Chesapeake Energy Corp. collapsed to a 20-year low Wednesday, one day after the shale gas driller warned it may not be able to outlast low fuel prices and issued a “going concern” notice.
Shares fell as much as 24 per cent intraday to their lowest since 1999. The stock also briefly dipped below the US$1/share mark, and Wall Street isn’t optimistic on Chesapeake’s future.
“While we don’t expect this move to come as a surprise given balance sheet issues, the going concern warning in the most recent 10-Q highlighted a declining leverage covenant that may be [to] difficult overcome in our view,” Tudor Pickering Holt & Co. said. The Houston-based energy investment bank on Wednesday downgraded its stock recommendation to a sell from hold.
Chesapeake’s Haynesville shale asset is the most likely candidate for a sale, though “production (and value) is declining by the day as the asset has entered base decline,” Tudor analyst Sameer Panjwani wrote in a note to clients.
Meanwhile, Chesapeake’s US$1.3 billion of 8 per cent senior unsecured bonds maturing in 2025 dropped 3.5 cents to 60.5 cents on the dollar, Trace prices show. The bonds are trading at a record low.
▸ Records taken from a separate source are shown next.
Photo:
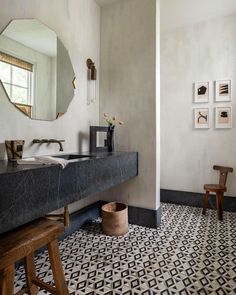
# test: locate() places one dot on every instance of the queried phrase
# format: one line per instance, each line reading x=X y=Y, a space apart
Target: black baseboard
x=136 y=215
x=195 y=199
x=82 y=216
x=144 y=217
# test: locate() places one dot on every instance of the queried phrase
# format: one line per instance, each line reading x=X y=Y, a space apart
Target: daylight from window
x=17 y=83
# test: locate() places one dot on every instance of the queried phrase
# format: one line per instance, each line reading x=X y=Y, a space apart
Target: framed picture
x=201 y=92
x=201 y=118
x=223 y=90
x=223 y=117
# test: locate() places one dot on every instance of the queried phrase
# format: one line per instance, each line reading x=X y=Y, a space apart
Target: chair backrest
x=223 y=173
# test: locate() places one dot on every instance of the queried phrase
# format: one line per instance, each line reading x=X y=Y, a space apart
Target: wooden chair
x=22 y=243
x=218 y=189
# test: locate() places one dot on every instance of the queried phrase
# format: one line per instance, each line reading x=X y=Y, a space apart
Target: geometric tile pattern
x=188 y=254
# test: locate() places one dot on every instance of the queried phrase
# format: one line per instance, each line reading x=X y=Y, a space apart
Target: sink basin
x=73 y=156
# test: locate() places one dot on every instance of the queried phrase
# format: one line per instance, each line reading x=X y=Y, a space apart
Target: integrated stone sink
x=73 y=156
x=31 y=191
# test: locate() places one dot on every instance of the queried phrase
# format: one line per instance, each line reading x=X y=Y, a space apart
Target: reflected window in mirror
x=35 y=69
x=17 y=76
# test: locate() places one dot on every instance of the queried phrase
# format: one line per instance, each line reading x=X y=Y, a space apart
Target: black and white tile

Sanford C Bernstein is also bearish on Chesapeake’s survival prospects. Chesapeake could look to tap its revolver, or engage in more debt-for-equity transactions, but “neither of these options give us comfort about the prospect of the stock over the next 12 months,” analyst Bob Brackett said in a note. Bernstein cuts its price target to 50 US cents from US$1.25 per share, reiterating an underperform recommendation.